The first example I tried listed above, uses a console application to detect a few spoken colors and shows if it was accepted or not. The problem with this demo is, it was created with the Beta SDK. In 1.0+ they changed the name conventions. Originally, you imported like this:
Imports Microsoft.Research.Kinect
to
Imports Microsoft.Kinect
among other changes in naming conventions. I found this, Migration Steps that has a migration library to help you convert it. After a few hours I finally got it to run with SDK 1.5.
I started with the original demo I converted but ended up using most of the code from the development kit examples and removing the original demo code. With minimal effort, I was able to get it to run in WinForms. I like the development kit example much better because it shows how to use a XML file for the grammar data and breaks up initialization into separate functions which made it easy to read and follow how it all comes together.

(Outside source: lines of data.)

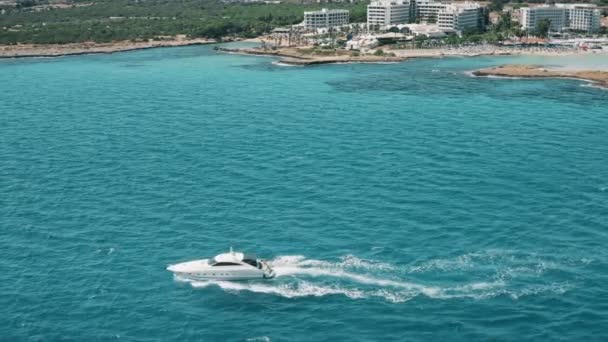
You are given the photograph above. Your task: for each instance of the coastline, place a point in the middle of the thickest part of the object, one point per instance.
(295, 56)
(596, 77)
(87, 48)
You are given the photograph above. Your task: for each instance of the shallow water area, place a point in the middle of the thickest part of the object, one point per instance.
(404, 201)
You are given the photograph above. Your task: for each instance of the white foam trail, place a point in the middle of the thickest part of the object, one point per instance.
(352, 279)
(301, 289)
(259, 339)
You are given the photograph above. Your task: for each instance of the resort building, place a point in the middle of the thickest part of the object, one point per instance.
(427, 10)
(388, 12)
(578, 17)
(582, 17)
(532, 16)
(460, 16)
(325, 18)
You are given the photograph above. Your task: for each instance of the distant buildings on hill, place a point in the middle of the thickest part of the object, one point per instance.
(577, 17)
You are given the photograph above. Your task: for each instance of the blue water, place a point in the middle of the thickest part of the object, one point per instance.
(401, 201)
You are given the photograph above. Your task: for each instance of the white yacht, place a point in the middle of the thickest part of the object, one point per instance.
(226, 266)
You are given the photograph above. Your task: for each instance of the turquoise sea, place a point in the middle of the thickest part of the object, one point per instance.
(397, 202)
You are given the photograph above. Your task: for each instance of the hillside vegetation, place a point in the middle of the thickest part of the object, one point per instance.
(111, 20)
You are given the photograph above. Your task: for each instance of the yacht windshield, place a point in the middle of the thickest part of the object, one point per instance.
(251, 262)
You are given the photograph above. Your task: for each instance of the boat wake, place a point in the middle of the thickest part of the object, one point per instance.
(355, 278)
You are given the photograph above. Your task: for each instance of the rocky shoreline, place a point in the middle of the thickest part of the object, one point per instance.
(294, 56)
(597, 77)
(58, 50)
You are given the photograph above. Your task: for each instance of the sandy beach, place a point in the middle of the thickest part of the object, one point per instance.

Here is what I came up with to test it in WinForms with the words I would be using:
VB.Net Kinect Speech Application |
I also added control of the Kinect motor and the angle of where it thinks you are in the room!
Overall it wasn’t too hard to learn and I am really happy with the results. The speech recognition works really well and I haven’t even touched the other possibilities with the other sensors on the Kinect. In the meantime I have been trying to find a Kinect sensor for cheap on Craigslist instead of dragging it from the living room, but no one ever emailed me back. Thankfully my mom emailed me this morning with a deal of the day from Best Buy for a Kinect for $99. What timing!
Edit:
While finishing this post and looking for the links I realized something. I can use the MS Speech Platform SDK 11 without a Kinect instead of SAPI 5.x that I am using in the first application. I might have to try how well it works without the Kinect array microphones, which would be cheaper but probably not as good as I would like.